Yannis Ioannidis currently serves as the President of the Association for Computing Machinery (ACM). He is a Professor at the Department of Informatics and Telecommunications at the National and Kapodistrian University of Athens and an Associated Faculty at the "Athena" Research and Innovation Center. Previously, Ioannidis held the position of President and General Director at "Athena" for 10 years. He holds a Ph.D. in Computer Sciences from UC Berkeley, an MSc in Applied Mathematics from Harvard University, and a Diploma in Electrical Engineering from the National Technical University of Athens. His research interests span Database and Information Systems, Data Science, Recommender Systems, and Interactive Digital Storytelling. Ioannidis has published over 170 articles and holds four patents. He has led initiatives like OpenAIRE, the European Human Brain Project, and EOSC Future and has been involved in numerous European and national research projects. A recognized expert, Ioannidis is an ACM and IEEE Fellow, a member of Academia Europaea, and has received several research and teaching awards. He represented Greece in the European Strategy Forum on Research Infrastructures (ESFRI) and currently co-chairs the Global Climate Hub of the UN Sustainable Development Solutions Network.

Alfonso Morales, University of Wisconsin-Madison

Alfonso Morales (PhD Sociology, Northwestern) is Vilas Distinguished Achievement Professor in the Department of Planning and Landscape Architecture at the University of Wisconsin-Madison. He is also Chair of the Department. Originally from rural New Mexico with roots in family farming, there and in west Texas, he is a researcher, advocate, and practitioner/consultant on food systems and public markets. He is PI, Co-I, or Key Participant of more than $40m in grants and contracts from NSF, USDA, NIH, and others. He co-created the USDA Local Food economics toolkit and cofounded farm2facts.org (from the USDA AFRI Metrics and Indicators for Impact award), a suite of tools for collecting, analyzing, and reporting on local foods data. His seven books and more than 70 articles and chapters mark him as a leading scholar of foodsystems. He lectures on marketplaces and foodsystems, nationally and internationally.

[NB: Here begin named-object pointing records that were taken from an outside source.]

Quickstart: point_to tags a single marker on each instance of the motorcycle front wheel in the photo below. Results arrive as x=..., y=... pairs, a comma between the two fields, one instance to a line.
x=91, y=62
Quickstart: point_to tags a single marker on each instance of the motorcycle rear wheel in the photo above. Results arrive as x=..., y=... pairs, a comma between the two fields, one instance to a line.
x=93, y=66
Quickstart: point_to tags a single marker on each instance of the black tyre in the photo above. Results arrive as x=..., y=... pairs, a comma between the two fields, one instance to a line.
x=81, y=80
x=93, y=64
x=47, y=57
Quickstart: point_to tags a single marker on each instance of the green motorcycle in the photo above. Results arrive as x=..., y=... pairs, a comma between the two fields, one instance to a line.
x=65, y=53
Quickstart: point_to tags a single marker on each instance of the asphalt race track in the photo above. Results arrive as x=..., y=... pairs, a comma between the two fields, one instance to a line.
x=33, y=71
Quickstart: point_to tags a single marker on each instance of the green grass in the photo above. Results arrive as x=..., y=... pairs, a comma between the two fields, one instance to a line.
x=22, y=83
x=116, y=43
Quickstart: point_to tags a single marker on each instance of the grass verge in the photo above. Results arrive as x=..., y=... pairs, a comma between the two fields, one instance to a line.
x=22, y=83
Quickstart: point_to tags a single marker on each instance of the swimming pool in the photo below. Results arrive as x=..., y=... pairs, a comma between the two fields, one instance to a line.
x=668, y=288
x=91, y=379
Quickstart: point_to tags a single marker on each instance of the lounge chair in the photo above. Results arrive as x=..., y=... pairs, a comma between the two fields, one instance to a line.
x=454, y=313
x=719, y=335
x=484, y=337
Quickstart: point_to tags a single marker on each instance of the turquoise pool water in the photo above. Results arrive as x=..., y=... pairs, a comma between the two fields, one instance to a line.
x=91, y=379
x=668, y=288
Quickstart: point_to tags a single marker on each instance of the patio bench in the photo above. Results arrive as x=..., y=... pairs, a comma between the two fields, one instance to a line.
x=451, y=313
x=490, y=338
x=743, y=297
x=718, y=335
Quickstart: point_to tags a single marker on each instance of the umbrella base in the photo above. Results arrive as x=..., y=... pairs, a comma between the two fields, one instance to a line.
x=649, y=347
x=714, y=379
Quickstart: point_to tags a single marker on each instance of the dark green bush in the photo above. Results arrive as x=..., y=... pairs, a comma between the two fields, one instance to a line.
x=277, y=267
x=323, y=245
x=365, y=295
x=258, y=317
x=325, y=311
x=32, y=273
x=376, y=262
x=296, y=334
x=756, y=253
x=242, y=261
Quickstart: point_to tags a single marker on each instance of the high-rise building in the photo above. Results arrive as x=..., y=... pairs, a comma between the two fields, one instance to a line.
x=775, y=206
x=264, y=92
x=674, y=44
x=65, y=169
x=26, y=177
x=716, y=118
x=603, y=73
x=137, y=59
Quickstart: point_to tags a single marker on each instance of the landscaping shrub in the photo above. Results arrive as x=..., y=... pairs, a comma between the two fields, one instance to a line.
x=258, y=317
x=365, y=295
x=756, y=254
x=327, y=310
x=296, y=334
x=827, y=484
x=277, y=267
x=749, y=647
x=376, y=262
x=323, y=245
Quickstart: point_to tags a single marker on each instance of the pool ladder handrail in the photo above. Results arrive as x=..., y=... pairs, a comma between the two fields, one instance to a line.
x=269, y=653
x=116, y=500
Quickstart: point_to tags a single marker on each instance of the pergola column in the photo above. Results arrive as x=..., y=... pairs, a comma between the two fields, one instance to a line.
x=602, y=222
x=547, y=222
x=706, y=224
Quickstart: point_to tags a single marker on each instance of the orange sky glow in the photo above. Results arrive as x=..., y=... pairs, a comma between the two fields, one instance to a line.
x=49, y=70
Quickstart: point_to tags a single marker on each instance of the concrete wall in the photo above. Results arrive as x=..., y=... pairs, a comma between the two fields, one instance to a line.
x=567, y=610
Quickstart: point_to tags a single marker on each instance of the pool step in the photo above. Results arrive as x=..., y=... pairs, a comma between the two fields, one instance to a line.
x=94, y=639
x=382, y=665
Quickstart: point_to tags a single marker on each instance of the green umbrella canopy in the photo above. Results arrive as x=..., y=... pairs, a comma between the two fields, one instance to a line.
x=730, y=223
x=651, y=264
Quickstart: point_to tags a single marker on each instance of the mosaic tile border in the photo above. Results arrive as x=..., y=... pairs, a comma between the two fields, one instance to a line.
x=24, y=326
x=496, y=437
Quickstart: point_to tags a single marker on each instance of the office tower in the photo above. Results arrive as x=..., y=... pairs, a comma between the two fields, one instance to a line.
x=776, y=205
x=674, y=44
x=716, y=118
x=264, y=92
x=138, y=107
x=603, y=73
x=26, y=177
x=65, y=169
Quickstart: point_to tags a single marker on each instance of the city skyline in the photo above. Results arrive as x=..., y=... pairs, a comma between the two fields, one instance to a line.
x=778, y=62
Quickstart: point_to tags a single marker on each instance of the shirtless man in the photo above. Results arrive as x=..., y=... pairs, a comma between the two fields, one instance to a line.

Rahul Mangharam, University of Pennsylvania

Rahul builds safe autonomous systems at the intersection of formal methods, machine learning and controls. He applies his work to safety-critical autonomous vehicles, urban air mobility, life-critical medical devices, and AI Co-designers for complex systems. Rahul received the 2016 US Presidential Early Career Award (PECASE) from President Obama for his work on Life-Critical Systems. He also received the 2016 Department of Energy's CleanTech Prize (Regional), the 2014 IEEE Benjamin Franklin Key Award, 2013 NSF CAREER Award, 2012 Intel Early Faculty Career Award and was selected by the National Academy of Engineering for the 2012 and 2017 US Frontiers of Engineering. He is the Penn Director for the Department of Transportation's $20MM Safety21 National UTC [2023-2028] which focuses on technologies for safe and efficient movement of people and goods. Rahul is the Director of the Autoware Center of Excellence for Autonomous Driving, a consortium of 70+ companies and universities focused on open-source AV software for open-standards EV platforms. He has won several ACM and IEEE best paper awards in Cyber-Physical Systems, controls, machine learning, and education.